Por Danilo Feliz Medina
Detrás de cada título universitario hay una historia que pocas veces aparece escrita en el diploma. Hay años de sacrificio, noches de estudio, transporte, libros, matrículas y, sobre todo, familias que muchas veces hacen grandes esfuerzos económicos para que uno de sus miembros pueda alcanzar el sueño de convertirse en profesional.
Para muchos jóvenes dominicanos, graduarse representa la culminación de una etapa y el comienzo de otra: la esperanza de encontrar un espacio donde aplicar todo aquello que aprendieron durante años.
Pero es precisamente ahí donde, para algunos, comienza una nueva batalla.
El joven profesional llega a Recursos Humanos con su título bajo el brazo, orgulloso de haber cumplido con su familia y consigo mismo. Lleva consigo una expectativa legítima: “Ahora podré ocupar una posición relacionada con aquello para lo que me preparé”. Sin embargo, en ocasiones descubre que el título, por sí solo, no garantiza una oportunidad.
La realidad laboral puede ser mucho más compleja.

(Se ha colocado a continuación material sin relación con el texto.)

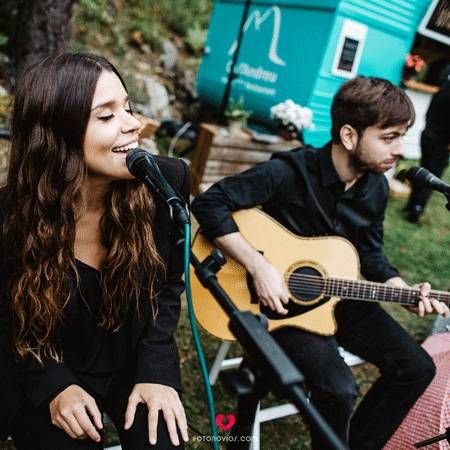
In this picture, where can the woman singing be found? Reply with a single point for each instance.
(90, 270)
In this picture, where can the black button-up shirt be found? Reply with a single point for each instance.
(302, 190)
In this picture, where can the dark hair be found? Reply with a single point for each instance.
(367, 101)
(51, 111)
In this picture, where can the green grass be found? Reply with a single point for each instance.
(419, 251)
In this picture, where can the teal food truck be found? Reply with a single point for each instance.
(305, 49)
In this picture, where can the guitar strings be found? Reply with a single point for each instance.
(332, 286)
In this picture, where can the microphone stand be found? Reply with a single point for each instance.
(267, 362)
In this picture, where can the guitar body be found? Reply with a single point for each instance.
(290, 254)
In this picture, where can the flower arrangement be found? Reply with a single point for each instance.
(292, 117)
(413, 65)
(236, 110)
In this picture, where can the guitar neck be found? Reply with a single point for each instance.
(370, 291)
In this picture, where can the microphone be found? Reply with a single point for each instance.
(423, 177)
(143, 166)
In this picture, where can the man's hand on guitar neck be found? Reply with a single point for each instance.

Existen profesionales que permanecen en puestos que no corresponden con su preparación, otros que deben aceptar posiciones por debajo de sus expectativas y algunos que encuentran obstáculos relacionados con la experiencia, las competencias requeridas o factores ajenos a su preparación profesional.
No debemos desconocer que existe también un problema real de correspondencia entre la formación y las necesidades del mercado. La Encuesta Nacional de Actividad Económica (ENAE) 2024 de la Oficina Nacional de Estadística (ONE) estudia precisamente las necesidades de habilidades y cualificaciones de las empresas formales dominicanas.
Los números también nos invitan a reflexionar. Según el Anuario de Estadísticas Socio demográficas 2024 de la ONE, de las 270,996 personas en desempleo abierto, 71,459 tenían nivel universitario. Esto equivale aproximadamente al 26.4 % de las personas desempleadas bajo ese criterio.
Esto no significa que tener un título sea una desventaja. Todo lo contrario. Significa que como sociedad debemos preguntarnos si estamos logrando conectar adecuadamente educación, competencias y oportunidades laborales.
También hay otra realidad que debemos mirar de frente. En estudios anteriores de la ONE sobre necesidades empresariales, el 70.7 % de las empresas consultadas declaró haber tenido vacantes, y de ellas, el 42.5 % manifestó dificultades para encontrar candidatos adecuados. Entre las principales dificultades aparecieron la insuficiencia de habilidades técnicas, la falta de experiencia y la formación requerida.
Entonces surge una pregunta fundamental: ¿estamos formando profesionales para los empleos que existen, y estamos preparando a las empresas para aprovechar el talento que estamos formando?
Aquí también debemos ser cuidadosos. Cuando un profesional siente que no ha sido tomado en cuenta por razones políticas, personales o de relaciones, la frustración puede ser enorme. Sin embargo, no debemos convertir cada experiencia individual en una conclusión estadística sin evidencia. Lo que sí debemos defender es algo mucho más importante: que las oportunidades laborales sean cada vez más transparentes y que el mérito, las competencias, la experiencia y los resultados tengan un peso real en las decisiones de contratación y promoción.
Una sociedad que invierte en educación y después no encuentra espacios para aprovechar a sus profesionales está desperdiciando una parte importante de su propio capital humano.
Por eso, este artículo no pretende decirle al joven profesional que abandone sus sueños.
Todo lo contrario: pretende decirle que no permita que una primera decepción determine el valor de su carrera.
El título no es el final del camino. Es una herramienta. La verdadera carrera profesional comienza cuando el conocimiento adquirido en las aulas se convierte en resultados, soluciones, liderazgo, innovación y servicio.
A las empresas les corresponde abrir puertas al talento. A las universidades, acercar cada vez más sus programas a las necesidades reales del mercado. Al Estado, promover políticas que favorezcan la empleabilidad y la igualdad de oportunidades. Y al profesional, continuar preparándose, adquirir experiencia, desarrollar competencias y no renunciar a sus aspiraciones.
Porque detrás de cada título hay una familia que creyó, un estudiante que luchó y una sociedad que espera que ese conocimiento produzca frutos.
No podemos permitir que el título universitario se convierta en un símbolo de frustración. Debe seguir siendo lo que siempre soñamos que fuera: una puerta hacia un futuro construido con esfuerzo, mérito y oportunidades.